Я нерешительно посмотрела на нее, гадая, в какой форме задать вопрос, который так и вертелся у меня на языке.
— Было жарко. Может, тебя просто сморило от жары? Однажды я, загорая, уснула на пляже, и мне приснился кошмар настолько реальный, что в первый момент после пробуждения…
— Не говори глупости! — возмутилась Аглая. — Ты полагаешь, я не способна отличить сон от яви? К твоему сведению, я не сумасшедшая и галлюцинациями не страдаю.
— Но…
— Никаких "но"! Это, по-твоему, мне тоже приснилось?
Задрав штанины брюк, Глаша указала на щиколотки. Присмотревшись, я заметила на них небольшие продолговатые синяки. Их вполне могли оставить впившиеся в кожу веревки.
— На запястьях тоже остались отметины?
— Нет. Запястья были зафиксированы широкими кожаными наручниками, из тех, что употребляют любители садо-мазо. От них следов не осталось. Ты все еще мне не веришь?
— Ты имеешь представление, куда тебя отвезли?
— Ни малейшего. Я очнулась в какой-то комнате — вот и все. Жалюзи на окне были опущены.
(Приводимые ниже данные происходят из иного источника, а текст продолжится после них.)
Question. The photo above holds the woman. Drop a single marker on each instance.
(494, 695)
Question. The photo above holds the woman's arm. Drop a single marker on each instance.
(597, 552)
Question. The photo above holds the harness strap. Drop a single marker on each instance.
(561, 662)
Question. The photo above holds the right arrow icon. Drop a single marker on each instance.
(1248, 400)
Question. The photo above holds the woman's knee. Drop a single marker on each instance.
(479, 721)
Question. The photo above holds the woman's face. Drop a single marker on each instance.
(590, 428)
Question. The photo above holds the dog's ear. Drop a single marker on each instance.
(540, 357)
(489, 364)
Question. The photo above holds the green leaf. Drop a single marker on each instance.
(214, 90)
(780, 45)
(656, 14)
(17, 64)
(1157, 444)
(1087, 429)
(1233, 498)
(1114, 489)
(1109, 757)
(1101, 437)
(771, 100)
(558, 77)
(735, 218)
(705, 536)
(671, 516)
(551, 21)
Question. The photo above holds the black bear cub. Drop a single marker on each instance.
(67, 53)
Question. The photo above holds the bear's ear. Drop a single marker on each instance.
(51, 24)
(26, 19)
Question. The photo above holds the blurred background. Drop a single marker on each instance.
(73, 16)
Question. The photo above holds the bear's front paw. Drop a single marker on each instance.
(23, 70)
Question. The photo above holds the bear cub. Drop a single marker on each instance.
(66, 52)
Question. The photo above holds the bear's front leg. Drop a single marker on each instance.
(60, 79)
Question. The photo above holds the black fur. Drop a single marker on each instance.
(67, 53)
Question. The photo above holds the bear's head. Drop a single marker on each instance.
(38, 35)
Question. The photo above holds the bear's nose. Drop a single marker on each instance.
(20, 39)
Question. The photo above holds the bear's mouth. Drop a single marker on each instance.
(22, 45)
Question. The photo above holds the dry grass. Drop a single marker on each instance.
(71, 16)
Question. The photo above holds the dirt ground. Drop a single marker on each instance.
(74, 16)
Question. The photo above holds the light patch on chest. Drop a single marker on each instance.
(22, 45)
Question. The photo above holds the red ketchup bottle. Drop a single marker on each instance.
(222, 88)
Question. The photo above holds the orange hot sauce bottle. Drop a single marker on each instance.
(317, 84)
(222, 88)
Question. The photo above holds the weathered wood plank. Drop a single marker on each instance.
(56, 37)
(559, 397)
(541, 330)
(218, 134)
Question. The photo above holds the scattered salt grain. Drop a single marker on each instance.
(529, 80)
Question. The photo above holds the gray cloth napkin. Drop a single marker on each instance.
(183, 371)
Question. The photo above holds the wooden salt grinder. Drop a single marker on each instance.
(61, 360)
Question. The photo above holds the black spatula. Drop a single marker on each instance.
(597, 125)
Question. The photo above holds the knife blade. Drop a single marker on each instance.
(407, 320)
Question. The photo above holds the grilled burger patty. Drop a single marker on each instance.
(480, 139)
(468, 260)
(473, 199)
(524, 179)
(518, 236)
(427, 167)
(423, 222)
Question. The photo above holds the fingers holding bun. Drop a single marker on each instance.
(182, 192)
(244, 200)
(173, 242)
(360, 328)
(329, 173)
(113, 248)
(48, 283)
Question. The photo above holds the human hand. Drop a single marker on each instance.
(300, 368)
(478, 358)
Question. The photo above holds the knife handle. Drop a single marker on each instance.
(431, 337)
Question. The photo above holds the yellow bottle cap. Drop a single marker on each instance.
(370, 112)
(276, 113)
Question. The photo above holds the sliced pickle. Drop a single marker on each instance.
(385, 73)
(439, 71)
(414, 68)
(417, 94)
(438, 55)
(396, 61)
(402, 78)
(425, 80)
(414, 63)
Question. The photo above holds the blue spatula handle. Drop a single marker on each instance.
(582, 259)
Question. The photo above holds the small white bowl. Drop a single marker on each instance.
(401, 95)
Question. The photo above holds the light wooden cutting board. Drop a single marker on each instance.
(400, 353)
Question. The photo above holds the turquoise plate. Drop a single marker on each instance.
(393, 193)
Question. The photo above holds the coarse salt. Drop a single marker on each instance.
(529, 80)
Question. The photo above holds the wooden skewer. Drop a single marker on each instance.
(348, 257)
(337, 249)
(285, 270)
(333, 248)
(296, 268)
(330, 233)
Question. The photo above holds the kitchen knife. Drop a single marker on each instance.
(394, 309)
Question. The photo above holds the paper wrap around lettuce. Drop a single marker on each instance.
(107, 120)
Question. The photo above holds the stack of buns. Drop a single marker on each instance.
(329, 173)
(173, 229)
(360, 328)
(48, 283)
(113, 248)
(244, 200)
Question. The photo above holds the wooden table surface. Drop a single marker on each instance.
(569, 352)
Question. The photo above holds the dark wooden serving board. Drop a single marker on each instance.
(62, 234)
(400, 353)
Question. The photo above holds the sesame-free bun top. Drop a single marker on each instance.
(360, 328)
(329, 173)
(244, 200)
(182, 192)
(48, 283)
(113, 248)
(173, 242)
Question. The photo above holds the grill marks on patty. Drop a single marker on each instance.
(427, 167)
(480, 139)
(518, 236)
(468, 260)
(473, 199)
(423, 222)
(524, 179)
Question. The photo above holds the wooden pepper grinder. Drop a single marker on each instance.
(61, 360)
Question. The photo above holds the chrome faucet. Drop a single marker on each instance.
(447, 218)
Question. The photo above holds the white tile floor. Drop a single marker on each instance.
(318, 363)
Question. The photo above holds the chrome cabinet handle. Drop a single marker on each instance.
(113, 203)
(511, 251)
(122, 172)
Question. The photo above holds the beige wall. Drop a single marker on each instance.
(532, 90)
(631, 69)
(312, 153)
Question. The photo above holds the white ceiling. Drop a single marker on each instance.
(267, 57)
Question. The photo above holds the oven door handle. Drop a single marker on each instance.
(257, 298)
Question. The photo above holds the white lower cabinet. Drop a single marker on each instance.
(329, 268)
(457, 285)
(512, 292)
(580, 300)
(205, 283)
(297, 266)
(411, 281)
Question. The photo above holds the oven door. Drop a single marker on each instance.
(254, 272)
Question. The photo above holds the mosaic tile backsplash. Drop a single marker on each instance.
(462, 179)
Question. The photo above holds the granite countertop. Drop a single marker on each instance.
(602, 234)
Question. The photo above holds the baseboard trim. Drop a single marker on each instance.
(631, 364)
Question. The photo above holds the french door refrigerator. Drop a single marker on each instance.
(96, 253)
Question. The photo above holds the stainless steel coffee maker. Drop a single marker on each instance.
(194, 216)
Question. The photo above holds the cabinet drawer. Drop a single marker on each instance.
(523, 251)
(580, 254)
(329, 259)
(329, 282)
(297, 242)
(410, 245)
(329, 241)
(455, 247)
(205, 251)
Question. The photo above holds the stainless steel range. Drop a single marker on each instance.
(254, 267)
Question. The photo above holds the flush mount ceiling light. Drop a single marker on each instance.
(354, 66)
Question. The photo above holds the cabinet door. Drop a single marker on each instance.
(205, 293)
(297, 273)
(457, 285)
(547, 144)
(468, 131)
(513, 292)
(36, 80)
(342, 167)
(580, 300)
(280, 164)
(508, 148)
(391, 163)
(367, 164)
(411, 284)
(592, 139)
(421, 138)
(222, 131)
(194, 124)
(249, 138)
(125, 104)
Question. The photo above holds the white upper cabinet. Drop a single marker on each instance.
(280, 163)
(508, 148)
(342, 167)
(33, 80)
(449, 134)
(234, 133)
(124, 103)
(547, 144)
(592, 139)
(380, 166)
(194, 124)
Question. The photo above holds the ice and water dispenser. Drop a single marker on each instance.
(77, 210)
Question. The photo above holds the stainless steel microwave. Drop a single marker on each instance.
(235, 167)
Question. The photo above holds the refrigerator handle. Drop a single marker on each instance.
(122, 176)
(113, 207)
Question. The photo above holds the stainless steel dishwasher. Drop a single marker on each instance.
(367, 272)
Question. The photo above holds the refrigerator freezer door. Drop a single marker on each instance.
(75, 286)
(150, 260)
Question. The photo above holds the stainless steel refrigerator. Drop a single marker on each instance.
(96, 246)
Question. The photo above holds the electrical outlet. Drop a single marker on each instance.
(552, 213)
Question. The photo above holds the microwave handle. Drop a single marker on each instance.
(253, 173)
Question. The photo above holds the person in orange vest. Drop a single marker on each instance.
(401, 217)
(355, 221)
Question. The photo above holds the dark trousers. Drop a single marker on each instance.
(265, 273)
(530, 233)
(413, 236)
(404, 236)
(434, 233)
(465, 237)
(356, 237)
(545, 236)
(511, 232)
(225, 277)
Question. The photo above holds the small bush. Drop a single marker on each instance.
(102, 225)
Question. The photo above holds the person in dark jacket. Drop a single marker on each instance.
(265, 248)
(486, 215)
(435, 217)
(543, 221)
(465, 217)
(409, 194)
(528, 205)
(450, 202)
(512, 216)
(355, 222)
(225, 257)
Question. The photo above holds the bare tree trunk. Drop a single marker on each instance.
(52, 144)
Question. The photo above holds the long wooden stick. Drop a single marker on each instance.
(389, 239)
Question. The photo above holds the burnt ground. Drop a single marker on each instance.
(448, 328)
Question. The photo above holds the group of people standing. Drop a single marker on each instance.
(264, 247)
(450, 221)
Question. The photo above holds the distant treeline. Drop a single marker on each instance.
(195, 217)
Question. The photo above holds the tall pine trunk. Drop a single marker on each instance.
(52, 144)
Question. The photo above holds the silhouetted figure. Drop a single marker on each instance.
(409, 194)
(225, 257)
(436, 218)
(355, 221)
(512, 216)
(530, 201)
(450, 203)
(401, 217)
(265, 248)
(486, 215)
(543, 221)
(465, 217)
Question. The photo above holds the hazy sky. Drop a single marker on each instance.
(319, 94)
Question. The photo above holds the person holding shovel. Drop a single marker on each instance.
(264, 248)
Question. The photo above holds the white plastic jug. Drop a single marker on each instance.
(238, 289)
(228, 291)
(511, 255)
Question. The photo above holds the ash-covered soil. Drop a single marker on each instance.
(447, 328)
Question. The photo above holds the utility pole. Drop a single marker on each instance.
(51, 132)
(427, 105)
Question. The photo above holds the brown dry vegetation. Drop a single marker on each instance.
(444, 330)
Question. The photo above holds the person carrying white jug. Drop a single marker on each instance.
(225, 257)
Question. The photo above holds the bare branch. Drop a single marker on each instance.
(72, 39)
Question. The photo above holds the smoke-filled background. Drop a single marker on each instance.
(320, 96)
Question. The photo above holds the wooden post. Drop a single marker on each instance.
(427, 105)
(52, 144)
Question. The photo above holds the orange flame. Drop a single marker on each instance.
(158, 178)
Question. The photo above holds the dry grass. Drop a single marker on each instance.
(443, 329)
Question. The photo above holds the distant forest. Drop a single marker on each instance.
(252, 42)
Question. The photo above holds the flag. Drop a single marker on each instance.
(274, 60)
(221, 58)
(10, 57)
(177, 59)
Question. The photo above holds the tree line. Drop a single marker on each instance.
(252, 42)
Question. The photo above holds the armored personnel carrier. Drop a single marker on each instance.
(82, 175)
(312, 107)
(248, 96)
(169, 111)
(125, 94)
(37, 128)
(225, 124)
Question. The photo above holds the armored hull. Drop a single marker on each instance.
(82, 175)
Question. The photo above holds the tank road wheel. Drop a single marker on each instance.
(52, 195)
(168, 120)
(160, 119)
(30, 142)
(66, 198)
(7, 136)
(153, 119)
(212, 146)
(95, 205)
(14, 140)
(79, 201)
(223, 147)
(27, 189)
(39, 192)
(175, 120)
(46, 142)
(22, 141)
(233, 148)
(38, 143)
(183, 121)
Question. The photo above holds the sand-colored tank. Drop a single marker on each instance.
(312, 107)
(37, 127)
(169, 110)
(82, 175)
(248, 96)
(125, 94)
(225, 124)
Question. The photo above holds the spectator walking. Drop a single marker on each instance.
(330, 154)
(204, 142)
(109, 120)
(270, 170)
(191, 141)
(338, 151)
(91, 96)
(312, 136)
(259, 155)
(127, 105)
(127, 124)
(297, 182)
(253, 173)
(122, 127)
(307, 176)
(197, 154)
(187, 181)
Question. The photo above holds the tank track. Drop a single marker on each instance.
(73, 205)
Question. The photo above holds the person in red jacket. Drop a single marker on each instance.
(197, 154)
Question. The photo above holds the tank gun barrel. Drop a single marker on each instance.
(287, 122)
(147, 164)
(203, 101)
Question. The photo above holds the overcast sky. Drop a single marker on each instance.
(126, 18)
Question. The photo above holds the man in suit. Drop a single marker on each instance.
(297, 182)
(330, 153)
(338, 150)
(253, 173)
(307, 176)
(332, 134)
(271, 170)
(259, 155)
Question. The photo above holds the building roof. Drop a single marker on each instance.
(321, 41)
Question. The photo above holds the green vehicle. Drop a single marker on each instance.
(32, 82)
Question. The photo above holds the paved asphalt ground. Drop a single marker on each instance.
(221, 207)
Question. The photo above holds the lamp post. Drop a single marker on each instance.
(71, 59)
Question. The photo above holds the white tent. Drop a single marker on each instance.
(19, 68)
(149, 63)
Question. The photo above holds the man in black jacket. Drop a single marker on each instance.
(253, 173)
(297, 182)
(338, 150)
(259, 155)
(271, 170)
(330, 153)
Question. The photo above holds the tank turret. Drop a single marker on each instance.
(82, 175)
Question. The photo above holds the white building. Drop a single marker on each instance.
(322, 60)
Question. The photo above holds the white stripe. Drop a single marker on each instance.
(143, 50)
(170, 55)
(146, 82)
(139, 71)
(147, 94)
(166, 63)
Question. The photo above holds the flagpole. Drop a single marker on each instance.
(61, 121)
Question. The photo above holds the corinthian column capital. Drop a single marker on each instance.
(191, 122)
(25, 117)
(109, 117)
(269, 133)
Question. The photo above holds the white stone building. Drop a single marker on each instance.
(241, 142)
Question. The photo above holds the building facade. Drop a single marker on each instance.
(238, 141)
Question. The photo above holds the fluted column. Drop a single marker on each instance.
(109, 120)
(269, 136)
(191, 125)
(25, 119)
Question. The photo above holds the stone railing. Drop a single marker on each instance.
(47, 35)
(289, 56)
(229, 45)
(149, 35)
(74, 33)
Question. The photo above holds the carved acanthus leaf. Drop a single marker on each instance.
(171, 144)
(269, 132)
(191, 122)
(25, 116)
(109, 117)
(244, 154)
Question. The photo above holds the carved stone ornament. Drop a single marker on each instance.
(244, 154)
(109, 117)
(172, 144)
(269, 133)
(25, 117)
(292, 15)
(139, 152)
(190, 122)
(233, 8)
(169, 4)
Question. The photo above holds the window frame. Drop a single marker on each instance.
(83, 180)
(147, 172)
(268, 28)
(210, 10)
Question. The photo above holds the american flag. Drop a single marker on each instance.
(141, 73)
— Ты запомнила обстановку?
— Не было там никакой обстановки — только кровать, я и дьявол. Темнота, горящие свечи в стоящем на полу канделябре. Я находилась под действием наркотика. Ты представляешь, что это такое? Все плывет, качается. Тело то вообще исчезает, то становится длинным, как Млечный путь и легким, как газовый шарф. Мыслей нет, только эйфория, краски и чувства. Обостренные до предела ощущения. В центре мира находился ОН. Все остальное было, как в тумане. Да и зачем мне вспоминать детали обстановки, если я и без того знаю, кто меня изнасиловал?